EVIAN: Donald Trump a vanté mercredi, depuis le sommet du G7 en France, son "formidable partenariat" avec le Premier ministre israélien Benjamin Netanyahu, un changement de ton après ses critiques acerbes de la veille.

"Pour être tout à fait juste envers Bibi (surnom du Premier ministre israélien) Netanyahu, qui se trouve être un homme bien, il s'emporte un peu parfois", a-t-il déclaré.

"Nous avons un partenariat formidable", a-t-il ajouté, qualifiant leur désaccord sur le Liban de "petit différend".

Le président américain a indiqué que le protocole d'accord avec l'Iran pour mettre fin à la guerre au Moyen-Orient serait signé "bientôt", "peut-être" jeudi ou vendredi.

La signature a été annoncée pour vendredi à Genève.

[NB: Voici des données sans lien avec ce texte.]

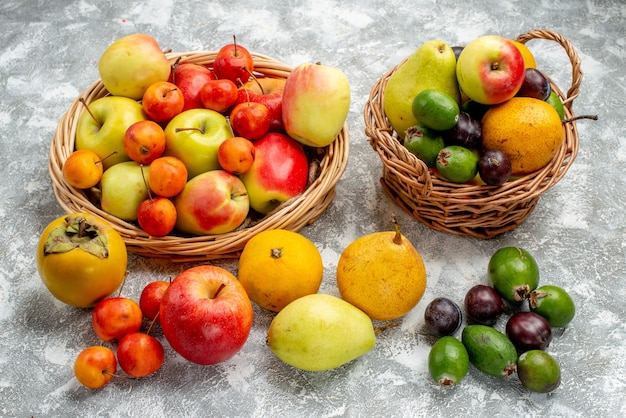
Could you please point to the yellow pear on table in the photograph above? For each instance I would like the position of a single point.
(431, 66)
(320, 332)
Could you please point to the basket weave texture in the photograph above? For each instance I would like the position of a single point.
(479, 211)
(327, 165)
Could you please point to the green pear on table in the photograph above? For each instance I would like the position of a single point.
(320, 332)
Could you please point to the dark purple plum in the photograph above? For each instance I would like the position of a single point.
(535, 85)
(494, 167)
(467, 132)
(443, 317)
(483, 305)
(528, 331)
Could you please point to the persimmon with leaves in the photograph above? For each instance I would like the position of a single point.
(81, 259)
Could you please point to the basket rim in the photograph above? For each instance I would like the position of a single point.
(419, 182)
(325, 170)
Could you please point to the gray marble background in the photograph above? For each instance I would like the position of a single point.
(49, 53)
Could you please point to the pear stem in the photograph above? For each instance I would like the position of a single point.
(397, 239)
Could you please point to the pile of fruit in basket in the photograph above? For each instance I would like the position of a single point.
(480, 113)
(196, 148)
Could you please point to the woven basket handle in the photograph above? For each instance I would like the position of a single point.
(577, 74)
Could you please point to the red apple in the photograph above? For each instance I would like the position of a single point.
(234, 63)
(95, 366)
(162, 101)
(151, 296)
(140, 354)
(144, 141)
(157, 216)
(114, 317)
(250, 120)
(236, 155)
(267, 91)
(218, 95)
(280, 171)
(214, 202)
(490, 69)
(206, 315)
(190, 77)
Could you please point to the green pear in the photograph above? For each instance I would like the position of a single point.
(320, 332)
(431, 66)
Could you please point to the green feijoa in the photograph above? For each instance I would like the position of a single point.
(457, 164)
(514, 273)
(538, 371)
(448, 361)
(435, 109)
(555, 101)
(424, 143)
(554, 304)
(489, 350)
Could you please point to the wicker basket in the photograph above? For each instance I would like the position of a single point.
(327, 165)
(470, 210)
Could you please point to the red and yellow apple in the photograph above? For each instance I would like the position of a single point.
(101, 127)
(490, 69)
(267, 91)
(194, 136)
(214, 202)
(279, 172)
(190, 78)
(316, 101)
(131, 64)
(95, 366)
(206, 315)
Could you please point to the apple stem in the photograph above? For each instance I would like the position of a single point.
(384, 327)
(189, 129)
(219, 289)
(593, 117)
(145, 182)
(82, 100)
(102, 159)
(397, 239)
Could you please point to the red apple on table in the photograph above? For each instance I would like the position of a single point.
(214, 202)
(162, 101)
(206, 315)
(233, 62)
(280, 171)
(190, 77)
(250, 120)
(114, 317)
(157, 216)
(139, 354)
(268, 91)
(316, 101)
(490, 70)
(95, 366)
(218, 95)
(150, 298)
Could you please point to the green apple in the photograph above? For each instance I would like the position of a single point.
(102, 126)
(123, 188)
(194, 136)
(131, 64)
(316, 101)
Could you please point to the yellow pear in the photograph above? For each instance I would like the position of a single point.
(320, 332)
(431, 66)
(382, 274)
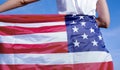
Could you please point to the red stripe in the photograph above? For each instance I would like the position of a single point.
(31, 18)
(10, 30)
(85, 66)
(58, 47)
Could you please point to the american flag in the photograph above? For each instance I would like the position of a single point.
(52, 42)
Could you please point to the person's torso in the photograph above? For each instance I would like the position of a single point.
(86, 7)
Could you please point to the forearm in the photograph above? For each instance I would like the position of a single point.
(11, 4)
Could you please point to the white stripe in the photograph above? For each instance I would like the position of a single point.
(56, 58)
(38, 38)
(32, 24)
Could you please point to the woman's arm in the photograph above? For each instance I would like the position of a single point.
(103, 19)
(11, 4)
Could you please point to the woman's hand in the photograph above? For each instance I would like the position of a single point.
(103, 19)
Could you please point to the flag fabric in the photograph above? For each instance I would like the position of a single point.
(52, 42)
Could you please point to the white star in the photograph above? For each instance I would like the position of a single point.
(85, 36)
(76, 43)
(73, 15)
(92, 30)
(83, 23)
(95, 43)
(100, 37)
(81, 17)
(75, 29)
(73, 22)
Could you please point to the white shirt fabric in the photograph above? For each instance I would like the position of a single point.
(85, 7)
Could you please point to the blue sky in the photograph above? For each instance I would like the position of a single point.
(111, 35)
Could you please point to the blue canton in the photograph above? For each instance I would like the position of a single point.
(83, 34)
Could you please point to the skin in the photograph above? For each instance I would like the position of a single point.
(11, 4)
(103, 19)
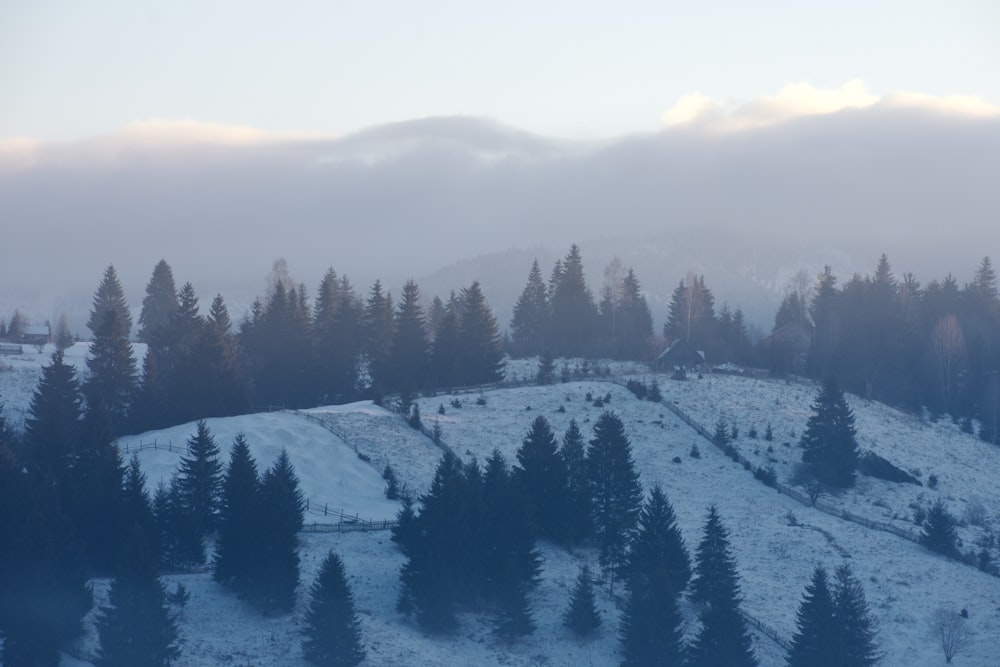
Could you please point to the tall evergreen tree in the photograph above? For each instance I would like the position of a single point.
(830, 450)
(655, 573)
(616, 492)
(136, 627)
(159, 304)
(723, 638)
(111, 381)
(582, 616)
(480, 343)
(574, 318)
(531, 315)
(579, 495)
(332, 629)
(814, 642)
(235, 562)
(200, 480)
(541, 476)
(408, 358)
(854, 643)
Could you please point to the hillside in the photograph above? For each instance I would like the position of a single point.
(776, 540)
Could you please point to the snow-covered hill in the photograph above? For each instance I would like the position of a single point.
(776, 540)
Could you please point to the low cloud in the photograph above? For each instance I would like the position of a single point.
(796, 100)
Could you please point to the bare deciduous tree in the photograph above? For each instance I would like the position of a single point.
(952, 630)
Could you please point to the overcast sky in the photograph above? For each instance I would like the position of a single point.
(577, 69)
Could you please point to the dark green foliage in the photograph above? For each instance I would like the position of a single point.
(830, 450)
(814, 642)
(656, 573)
(582, 617)
(235, 564)
(480, 343)
(136, 627)
(616, 492)
(332, 630)
(939, 530)
(723, 638)
(531, 317)
(200, 480)
(541, 477)
(854, 644)
(579, 501)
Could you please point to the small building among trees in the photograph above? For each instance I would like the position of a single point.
(681, 354)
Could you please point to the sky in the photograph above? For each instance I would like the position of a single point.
(581, 70)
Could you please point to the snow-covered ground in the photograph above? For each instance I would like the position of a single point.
(775, 554)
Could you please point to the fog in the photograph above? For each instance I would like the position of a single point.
(409, 199)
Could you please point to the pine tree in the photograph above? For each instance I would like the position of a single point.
(280, 519)
(723, 638)
(531, 315)
(332, 630)
(136, 627)
(854, 642)
(579, 497)
(829, 444)
(582, 617)
(541, 476)
(235, 563)
(656, 572)
(616, 492)
(814, 642)
(939, 530)
(53, 428)
(201, 480)
(480, 344)
(159, 304)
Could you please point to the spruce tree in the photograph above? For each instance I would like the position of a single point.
(531, 315)
(480, 344)
(332, 630)
(578, 517)
(814, 641)
(854, 640)
(616, 492)
(723, 638)
(235, 563)
(159, 304)
(201, 480)
(111, 382)
(136, 627)
(541, 476)
(582, 617)
(830, 450)
(656, 572)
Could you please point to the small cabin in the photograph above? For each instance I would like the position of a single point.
(681, 354)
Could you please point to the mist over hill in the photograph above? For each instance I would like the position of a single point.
(746, 208)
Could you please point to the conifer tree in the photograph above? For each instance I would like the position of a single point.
(235, 563)
(281, 516)
(582, 617)
(159, 304)
(854, 643)
(656, 572)
(541, 476)
(136, 627)
(579, 495)
(332, 630)
(531, 315)
(830, 450)
(723, 638)
(814, 642)
(480, 343)
(939, 530)
(200, 480)
(616, 492)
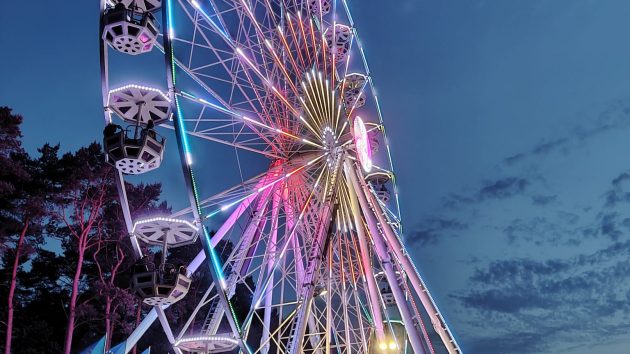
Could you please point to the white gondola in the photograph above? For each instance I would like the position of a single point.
(165, 283)
(134, 150)
(129, 31)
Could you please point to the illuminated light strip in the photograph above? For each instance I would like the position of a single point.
(281, 131)
(140, 87)
(171, 220)
(273, 88)
(209, 104)
(450, 334)
(289, 239)
(184, 144)
(297, 47)
(304, 36)
(289, 174)
(207, 339)
(212, 23)
(282, 67)
(288, 48)
(308, 125)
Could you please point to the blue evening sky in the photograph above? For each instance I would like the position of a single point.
(508, 121)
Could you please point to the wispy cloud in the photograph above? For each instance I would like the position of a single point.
(587, 294)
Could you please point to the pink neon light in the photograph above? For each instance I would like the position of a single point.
(362, 144)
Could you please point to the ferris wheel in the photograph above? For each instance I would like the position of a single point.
(274, 115)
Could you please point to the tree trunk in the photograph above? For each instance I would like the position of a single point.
(73, 302)
(16, 265)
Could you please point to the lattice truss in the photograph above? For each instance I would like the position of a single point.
(316, 237)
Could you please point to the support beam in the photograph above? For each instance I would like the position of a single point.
(396, 245)
(381, 249)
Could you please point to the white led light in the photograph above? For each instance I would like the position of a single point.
(140, 87)
(164, 219)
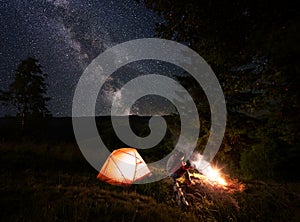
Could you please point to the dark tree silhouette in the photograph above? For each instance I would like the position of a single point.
(27, 93)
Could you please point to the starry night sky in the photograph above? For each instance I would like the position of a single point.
(66, 35)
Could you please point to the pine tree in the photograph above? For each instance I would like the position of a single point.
(27, 93)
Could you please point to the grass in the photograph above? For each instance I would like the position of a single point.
(53, 182)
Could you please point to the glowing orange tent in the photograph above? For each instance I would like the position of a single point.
(123, 167)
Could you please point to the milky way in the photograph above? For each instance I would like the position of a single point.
(65, 36)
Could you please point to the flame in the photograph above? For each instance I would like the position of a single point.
(214, 175)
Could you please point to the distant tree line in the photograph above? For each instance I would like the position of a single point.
(27, 93)
(253, 48)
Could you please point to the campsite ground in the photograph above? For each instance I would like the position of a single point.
(49, 180)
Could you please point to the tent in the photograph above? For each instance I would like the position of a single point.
(123, 167)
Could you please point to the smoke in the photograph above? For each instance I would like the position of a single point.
(204, 167)
(197, 160)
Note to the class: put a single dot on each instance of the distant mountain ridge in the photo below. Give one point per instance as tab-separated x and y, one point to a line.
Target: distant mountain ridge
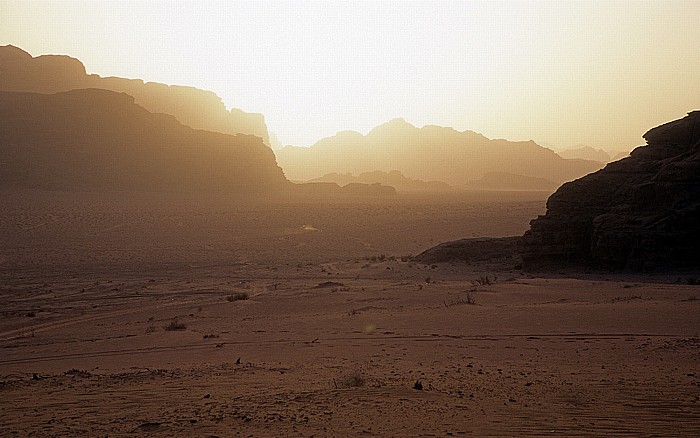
199	109
430	153
394	179
509	181
586	153
94	139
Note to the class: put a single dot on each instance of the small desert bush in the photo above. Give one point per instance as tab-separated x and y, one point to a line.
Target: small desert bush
175	325
237	297
468	299
352	380
484	280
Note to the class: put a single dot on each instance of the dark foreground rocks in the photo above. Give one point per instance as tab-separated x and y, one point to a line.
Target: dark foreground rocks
639	213
500	251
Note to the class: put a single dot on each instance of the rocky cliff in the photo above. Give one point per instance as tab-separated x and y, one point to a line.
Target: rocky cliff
200	109
639	213
94	139
430	153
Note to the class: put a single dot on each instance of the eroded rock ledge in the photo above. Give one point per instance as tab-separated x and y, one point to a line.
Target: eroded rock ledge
639	213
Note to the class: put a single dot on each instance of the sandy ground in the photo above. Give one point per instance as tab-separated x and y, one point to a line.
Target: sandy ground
332	337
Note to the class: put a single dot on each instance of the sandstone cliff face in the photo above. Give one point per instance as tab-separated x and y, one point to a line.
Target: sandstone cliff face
94	139
639	213
200	109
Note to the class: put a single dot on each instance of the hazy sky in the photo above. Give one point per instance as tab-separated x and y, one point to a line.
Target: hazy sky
559	72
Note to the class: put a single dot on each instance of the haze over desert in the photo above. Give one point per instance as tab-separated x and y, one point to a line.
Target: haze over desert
339	219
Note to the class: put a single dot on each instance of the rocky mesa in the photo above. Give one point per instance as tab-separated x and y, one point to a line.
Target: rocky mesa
200	109
639	213
93	139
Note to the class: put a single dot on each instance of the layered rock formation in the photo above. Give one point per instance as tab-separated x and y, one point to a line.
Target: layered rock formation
639	213
430	153
200	109
95	139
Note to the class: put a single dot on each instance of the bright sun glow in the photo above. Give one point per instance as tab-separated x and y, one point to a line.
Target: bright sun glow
561	73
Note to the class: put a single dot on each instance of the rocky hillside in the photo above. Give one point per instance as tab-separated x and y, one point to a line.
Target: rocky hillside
101	140
639	213
200	109
431	153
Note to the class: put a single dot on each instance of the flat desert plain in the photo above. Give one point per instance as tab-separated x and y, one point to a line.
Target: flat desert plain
193	316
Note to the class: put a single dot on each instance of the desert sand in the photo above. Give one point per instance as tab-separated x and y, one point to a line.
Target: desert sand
121	315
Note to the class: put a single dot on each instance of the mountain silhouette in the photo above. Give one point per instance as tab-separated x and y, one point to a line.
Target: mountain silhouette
641	212
394	179
430	153
94	139
199	109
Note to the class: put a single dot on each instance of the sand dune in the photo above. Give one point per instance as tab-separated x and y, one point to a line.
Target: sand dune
336	329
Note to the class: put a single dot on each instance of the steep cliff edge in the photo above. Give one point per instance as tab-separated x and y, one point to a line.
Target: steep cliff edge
93	139
199	109
639	213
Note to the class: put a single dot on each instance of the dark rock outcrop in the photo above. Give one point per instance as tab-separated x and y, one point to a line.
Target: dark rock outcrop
501	251
639	213
94	139
199	109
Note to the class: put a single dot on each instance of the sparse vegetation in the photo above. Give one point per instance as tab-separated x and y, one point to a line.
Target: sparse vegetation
352	380
237	297
468	299
484	280
175	325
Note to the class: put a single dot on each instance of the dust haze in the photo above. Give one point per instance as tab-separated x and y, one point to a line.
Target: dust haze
164	271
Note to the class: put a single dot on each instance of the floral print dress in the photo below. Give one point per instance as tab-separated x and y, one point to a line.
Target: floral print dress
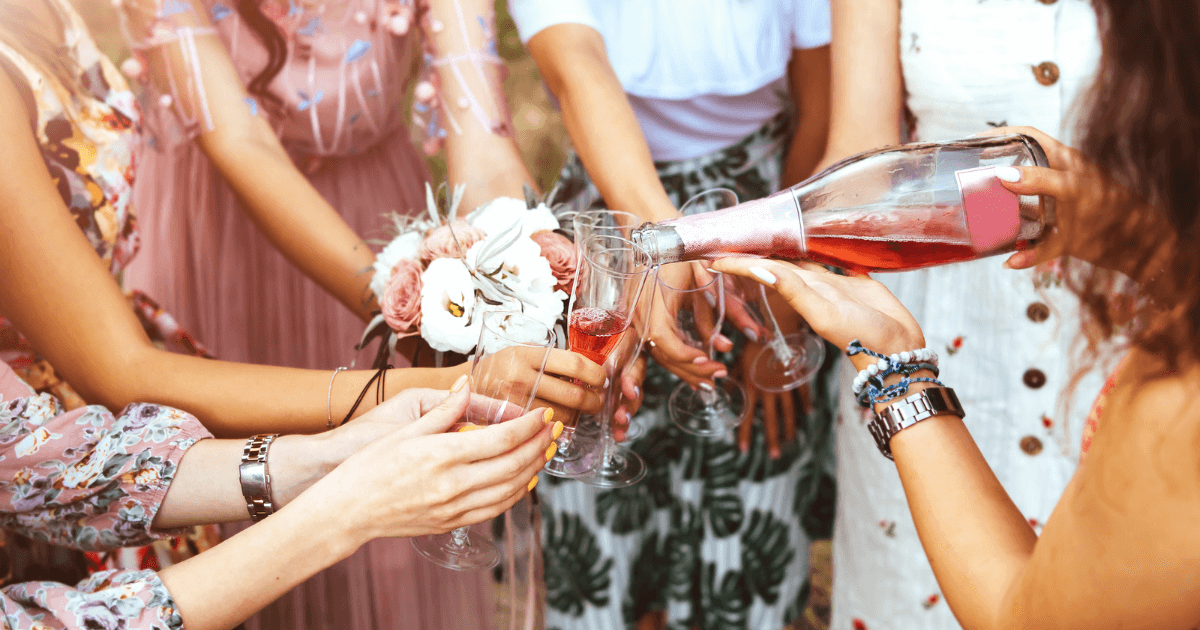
88	480
88	145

Interrogé sur son intention de rester en Europe pour la signature, il a répondu qu'il "pourrait" rester, tout en ajoutant: "Ce n'est pas le genre de document que je devrais signer".

Sur "la partie libanaise, c'est une chose sur laquelle il va falloir qu'on travaille un peu", a reconnu Donald Trump, alors que les Iraniens exigent qu'Israël cesse ses frappes contre le groupe armé pro-iranien Hezbollah au Liban.

"C'est en fait une toute petite pièce du puzzle, mais elle fait quand même beaucoup de bruit", a également commenté Donald Trump, estimant que "le vrai sujet, c'est l'accord avec l'Iran".

Car "c'est là qu'est l'argent, là que se trouvait le pouvoir", a-t-il ajouté.

Il a en outre répété que les Etats-Unis "prendront" l'uranium hautement enrichi de l'Iran même s'il est "sans valeur".

Le président américain a par ailleurs promis une discussion "parallèle" avec les pays du Golfe portant sur les missiles balistiques.

Ces pays ont été la cible des frappes de Téhéran durant la guerre américano-israélienne contre la République islamique iranienne.

Donald Trump était depuis lundi à Evian, station thermale des Alpes, pour le sommet des chefs d'Etat et de gouvernement de sept des plus grandes puissances industrialisées (Allemagne, Canada, Etats-Unis, France, Italie, Japon et Royaume-Uni).

Il prolonge son séjour en France avec un dîner au château de Versailles avec Emmanuel Macron.